Super is likely to be one of your most tax-efficient ways to invest. So give some thought to your super fund as one of several options to turn savings you have now into future income.

In your 30s

Personal insurance

Your 30s are often a time when commitments and responsibilities start to ramp up. Career, kids and a mortgage could all be coming into the picture. If you haven’t arranged personal insurance until now, make sure it’s on your checklist. You may have cover through your super fund, so remember to check your super statement and consider whether it’s enough cover to provide for your family.

Paying for education 

If you have kids then private education fees may be on the cards in the years to come. Making some timely investments that can earn enough to cover those costs will save your cash flow from being squeezed when you may have many other big bills to pay for – household expenses, your mortgage and more.

Your super

As your super balance starts to grow through superannuation guarantee contributions, keeping an eye on things like fees and investment options will ensure you’re on track for a comfortable retirement in a few decades’ time.

In your 40s

Manage spending 

The great news is you’re probably hitting your straps in your career and earning more. But living expenses can skyrocket at this time if you have a mortgage and kids are on the scene.

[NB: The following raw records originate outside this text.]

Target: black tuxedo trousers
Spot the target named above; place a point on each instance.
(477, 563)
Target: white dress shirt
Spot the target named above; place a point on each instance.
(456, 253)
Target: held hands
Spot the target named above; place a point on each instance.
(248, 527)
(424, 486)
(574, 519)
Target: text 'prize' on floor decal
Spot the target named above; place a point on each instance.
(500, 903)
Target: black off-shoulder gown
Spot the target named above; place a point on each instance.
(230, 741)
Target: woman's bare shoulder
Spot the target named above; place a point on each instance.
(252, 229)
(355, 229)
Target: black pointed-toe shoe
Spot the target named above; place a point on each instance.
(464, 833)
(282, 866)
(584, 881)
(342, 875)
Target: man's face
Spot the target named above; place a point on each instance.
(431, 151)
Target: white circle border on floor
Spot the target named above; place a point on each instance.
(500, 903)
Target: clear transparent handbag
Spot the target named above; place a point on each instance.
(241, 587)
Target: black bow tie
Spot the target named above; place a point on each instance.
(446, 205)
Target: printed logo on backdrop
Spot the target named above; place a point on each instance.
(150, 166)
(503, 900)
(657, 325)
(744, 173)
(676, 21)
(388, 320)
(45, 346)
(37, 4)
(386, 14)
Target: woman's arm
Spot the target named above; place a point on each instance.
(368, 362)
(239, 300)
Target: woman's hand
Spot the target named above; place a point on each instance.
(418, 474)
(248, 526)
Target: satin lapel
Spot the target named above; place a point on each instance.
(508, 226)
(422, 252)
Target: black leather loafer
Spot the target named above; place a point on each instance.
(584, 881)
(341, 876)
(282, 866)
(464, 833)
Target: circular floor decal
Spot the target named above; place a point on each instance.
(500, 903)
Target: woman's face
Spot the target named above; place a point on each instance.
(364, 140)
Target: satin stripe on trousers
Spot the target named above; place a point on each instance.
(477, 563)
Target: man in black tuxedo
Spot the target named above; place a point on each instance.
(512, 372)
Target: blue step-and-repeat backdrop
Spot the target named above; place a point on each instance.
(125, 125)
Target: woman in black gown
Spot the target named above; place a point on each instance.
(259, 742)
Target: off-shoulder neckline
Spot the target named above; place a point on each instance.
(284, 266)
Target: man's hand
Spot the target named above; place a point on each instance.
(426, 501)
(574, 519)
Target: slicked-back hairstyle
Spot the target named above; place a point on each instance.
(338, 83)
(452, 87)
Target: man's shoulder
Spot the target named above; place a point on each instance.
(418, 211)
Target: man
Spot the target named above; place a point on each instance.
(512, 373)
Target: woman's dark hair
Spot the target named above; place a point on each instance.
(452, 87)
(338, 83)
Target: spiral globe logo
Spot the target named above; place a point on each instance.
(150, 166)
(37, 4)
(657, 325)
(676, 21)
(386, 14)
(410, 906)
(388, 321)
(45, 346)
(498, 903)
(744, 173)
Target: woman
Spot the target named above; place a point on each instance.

Now is the time to focus on what you value and budget accordingly.

Reduce money stress 

If you’re struggling to manage cash flow, focus on your spending and lifestyle priorities and feel like your finances are out of control, a financial plan can help.

In your 50s

Get mortgage-free

If you still have a big home loan balance, now is the time to chip away with extra payments so you can get mortgage-free before retirement. Not only will it save you on interest in the longer-term, it means more of your retirement income can go towards ticking things off the bucket list, rather than keeping a roof over your head 

Invest wisely 

Once you’re in the clear with debt, consider putting any cash flow surplus into super. And as you get closer to retirement, it’s important to make sure your super is invested in a way that won’t put your savings and income at risk when you decide to retire.

In your 60s

Manage your savings and income 

Apart from your home if you own one, your super is likely to be your biggest asset at retirement. So it makes sense to do some careful thinking and planning before making choices about how to maximise income from your retirement savings. 

Get ready to hand over

Being in the best of physical and financial health means you can look forward to a retirement with few restrictions. While you’re feeling and living well, it’s a good idea to get your Power of Attorney and estate plan arrangements organised. This will allow you to get the help you need if and when things change, and you’re less capable of taking care of your finances.